Scan documents from an image file:

import argparse
import docscanner
import sys
import numpy as np
import cv2
import time

def showNormalizedImage(name, normalized_image):
    mat = docscanner.convertNormalizedImage2Mat(normalized_image)
    cv2.imshow(name, mat)
    return mat

def process_file(filename, scanner):
    image = cv2.imread(filename)
    results = scanner.detectMat(image)
    for result in results:
        x1 = result.x1
        y1 = result.y1
        x2 = result.x2
        y2 = result.y2
        x3 = result.x3
        y3 = result.y3
        x4 = result.x4
        y4 = result.y4
        
        normalized_image = scanner.normalizeBuffer(image, x1, y1, x2, y2, x3, y3, x4, y4)
        showNormalizedImage("Normalized Image", normalized_image)
        cv2.drawContours(image, [np.intp([(x1, y1), (x2, y2), (x3, y3), (x4, y4)])], 0, (0, 255, 0), 2)
    
    cv2.imshow('Document Image', image)
    cv2.waitKey(0)
    
    normalized_image.save(str(time.time()) + '.png')
    print('Image saved')

def scandocument():
    """
    Command-line script for scanning documents from a given image
    """
    parser = argparse.ArgumentParser(description='Scan documents from an image file')
    parser.add_argument('-f', '--file', help='Path to the image file')
    parser.add_argument('-l', '--license', default='', type=str, help='Set a valid license key')
    args = parser.parse_args()
    # print(args)
    try:
        filename = args.file
        license = args.license
        
        if filename is None:
            parser.print_help()
            return
        
        # set license
        if  license == '':
            docscanner.initLicense("LICENSE-KEY")
        else:
            docscanner.initLicense(license)
            
        # initialize mrz scanner
        scanner = docscanner.createInstance()
        ret = scanner.setParameters(docscanner.Templates.color)

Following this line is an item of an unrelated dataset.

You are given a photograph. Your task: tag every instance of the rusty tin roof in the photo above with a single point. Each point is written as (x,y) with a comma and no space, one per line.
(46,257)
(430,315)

        if filename is not None:
            process_file(filename, scanner)
            
    except Exception as err:
        print(err)
        sys.exit(1)

scandocument()

python document scanner from file

Scan documents from camera video stream:

import argparse
import docscanner
import sys
import numpy as np
import cv2
import time

g_results = None
g_normalized_images = []


def callback(results):
    global g_results
    g_results = results


def showNormalizedImage(name, normalized_image):
    mat = docscanner.convertNormalizedImage2Mat(normalized_image)
    cv2.imshow(name, mat)
    return mat


def process_video(scanner):
    scanner.addAsyncListener(callback)

    cap = cv2.VideoCapture(0)
    while True:
        ret, image = cap.read()

        ch = cv2.waitKey(1)
        if ch == 27:
            break
        elif ch == ord('n'):  # normalize image
            if g_results != None:
                g_normalized_images = []
                index = 0
                for result in g_results:
                    x1 = result.x1
                    y1 = result.y1
                    x2 = result.x2
                    y2 = result.y2
                    x3 = result.x3
                    y3 = result.y3
                    x4 = result.x4
                    y4 = result.y4

                    normalized_image = scanner.normalizeBuffer(
                        image, x1, y1, x2, y2, x3, y3, x4, y4)
                    g_normalized_images.append(
                        (str(index), normalized_image))
                    mat = showNormalizedImage(str(index), normalized_image)
                    index += 1
        elif ch == ord('s'):  # save image
            for data in g_normalized_images:
                # cv2.imwrite('images/' + str(time.time()) + '.png', image)
                cv2.destroyWindow(data[0])
                data[1].save(str(time.time()) + '.png')
                print('Image saved')

            g_normalized_images = []

        if image is not None:
            scanner.detectMatAsync(image)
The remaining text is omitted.